Als der US-Vizepräsident Humphrey im April 1967 Berlin besuchte, planten ein paar Mitglieder der „Kommune 1“ eine Harlekinade. Sie wollten den Staatsgast mit Pudding bewerfen. Die Polizei, die davon Wind bekommen hatte, verhaftete daraufhin 11 „Attentäter“ und verkündete stolz ihren Fahndungserfolg. Über diesen Schildbürgerstreich könnte man heute noch lachen, müsste man ihn nicht mit den grandiosen „Fahndungspannen“ im „Nationalsozialistischen Untergrund“ vergleichen, die sich Geheimdienste und Landeskriminalämter in den vergangenen 12 Jahren geleistet haben…

Wir sind im Jahr 2012. Und diesmal genügte die großspurige Ankündigung einiger Tausend protestierender junger Leute, sie würden den Geschäftsgang der Großbanken stören, um ein Manöver zu veranstalten, das auf einen ganz anderen, möglichen Ernstfall berechnet war. In diesem Zusammenhang ist das folgende Gespräch mit einem Polizeioffizier am Sperrgitter vor der EZB von Interesse:

„Guten Tag. Da drüben ist ja das Zeltlager der Frankfurter „Occupy"-Gruppe, das ich im vorigen Herbst einmal besucht habe. Es ist offenbar verlassen. Wurde es geräumt?“
„Ja, die haben sich schon vor ein paar Tagen verzogen.“
„Wo sind diese Leute jetzt? Gehören sie zu den Hunderten von Festgenommenen?“
„Nein, die sind nicht in Haft.“
„Sie haben ja das Bankenviertel förmlich in ein Heerlager verwandelt, gerade so, als handele es sich hier um einen Volksaufstand.“
Schweigen.
„In einem solchen Fall würden freilich all diese Vorkehrungen nichts nutzen, und auch Sie wären dann wohl nicht hier…“
„Nein, dann stünde hier Militär, und statt der Wasserwerfer h&a
uml;tte man Maschinengewehre in Stellung gebracht.“
„Eine solche Situation hatten wir in Deutschland ja schon einmal, 1918.“
„Ja, sehen Sie, die Geschichte wiederholt sich, es ist immer das Gleiche.“
„Wissen Sie, was die Folge der Niederschlagung der Novemberrevolution war?
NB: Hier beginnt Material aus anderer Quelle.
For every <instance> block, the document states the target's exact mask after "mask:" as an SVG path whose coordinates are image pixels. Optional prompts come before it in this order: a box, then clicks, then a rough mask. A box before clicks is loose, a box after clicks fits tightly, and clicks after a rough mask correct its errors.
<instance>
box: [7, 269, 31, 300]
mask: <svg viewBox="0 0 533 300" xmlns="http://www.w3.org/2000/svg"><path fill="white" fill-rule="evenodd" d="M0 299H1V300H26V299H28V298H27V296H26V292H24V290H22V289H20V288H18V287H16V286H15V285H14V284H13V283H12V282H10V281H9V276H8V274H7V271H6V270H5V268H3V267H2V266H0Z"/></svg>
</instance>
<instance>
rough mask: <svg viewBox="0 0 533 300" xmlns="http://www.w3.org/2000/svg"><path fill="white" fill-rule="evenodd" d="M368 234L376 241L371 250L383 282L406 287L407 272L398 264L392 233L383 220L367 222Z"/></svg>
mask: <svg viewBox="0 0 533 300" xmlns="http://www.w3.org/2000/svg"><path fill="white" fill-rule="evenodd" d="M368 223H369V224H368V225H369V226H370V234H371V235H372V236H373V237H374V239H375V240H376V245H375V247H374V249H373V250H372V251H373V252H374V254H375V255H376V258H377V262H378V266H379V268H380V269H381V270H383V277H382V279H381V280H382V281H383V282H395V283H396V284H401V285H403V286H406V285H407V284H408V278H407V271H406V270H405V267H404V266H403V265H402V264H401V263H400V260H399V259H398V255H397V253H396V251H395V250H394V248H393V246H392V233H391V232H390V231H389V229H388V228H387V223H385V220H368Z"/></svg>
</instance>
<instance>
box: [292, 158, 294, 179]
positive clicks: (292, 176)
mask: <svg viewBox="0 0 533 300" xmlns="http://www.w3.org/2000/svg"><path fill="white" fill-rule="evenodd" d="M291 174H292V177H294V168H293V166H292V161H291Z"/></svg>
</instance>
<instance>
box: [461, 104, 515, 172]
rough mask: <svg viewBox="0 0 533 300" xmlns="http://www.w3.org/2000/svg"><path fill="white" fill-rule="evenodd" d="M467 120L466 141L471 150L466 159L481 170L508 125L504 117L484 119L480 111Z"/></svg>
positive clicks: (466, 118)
Die Leute, die damals umgebracht wurden, fehlten 1932/33, als es um die Verteidigung der Republik gegen die Nazis ging!“
„So habe ich das noch nicht gesehen…“
„Ja, sehen Sie, die Geschichte wiederholt sich, aber immer mit Variationen.“

 

Bürgerkriegsübung
„Wie an den Vortagen gelang es der Polizei, die jeweils rund 5 000 Beamte aus mehreren Bundesländern einsetzte […], die Kapitalismuskritiker davon abzuhalten, entgegen dem gerichtlichen Verbot das Frankfurter Bankenviertel zu besetzen. Dies allerdings zu dem Preis, dass der Distrikt vom Leben der Stadt bis zum Samstagabend weitgehend abgeschnitten blieb. Autos wurden nur ausnahmsweise durchgelassen, jeder, der zu Fuß die Kontrollstellen passieren wollte, musste sich ausweisen. Die S- und U-Bahn-Stationen Taunusanlage und Willy-Brandt-Platz blieben an allen vier „Aktionstagen“ gesperrt.“ „Geschäfte und Lokale in der Innenstadt verbuchten nach eigenen Angaben in der Woche starke Einbußen.“ „Die Tage, als Frankfurt stillstand, sind noch längst nicht aufgearbeitet.“ Dyck, Ferdinand, und Helmut Schwan (2012): „Gewalt bleibt in der Minderheit.“ A. a. O., Seite R 1.

 

 

1      Ansichten, Landschaftsbilder der „metaphysischen Malerei“,  Anm. d. Red.
2      Hopliten waren die schwere Infanterie des gr. Altertums. Anm. d. Red.
3      „Nach den Vorgaben des Absurden Theaters verteidigte und blockierte eine stets in der Überzahl befindliche Polizei eine weitgehend menschenleere Innenstadt.“ Schmitt, Oliver Maria (2012): „Protest. Die Maifestspiele der Kapitalismuskritik gastieren vier Tage lang am Main.“ Frankfurter Allgemeine Sonntagszeitung, 20. 5. 2012, S. 24.
4     „Im Rahmen einer präventiven Notstandsverordnung [wurde] das Grundrecht auf Versammlungsfreiheit für weite Teile des Stadtgebiets aufgehoben.“ Schmitt, Oliver Maria, a. a. O.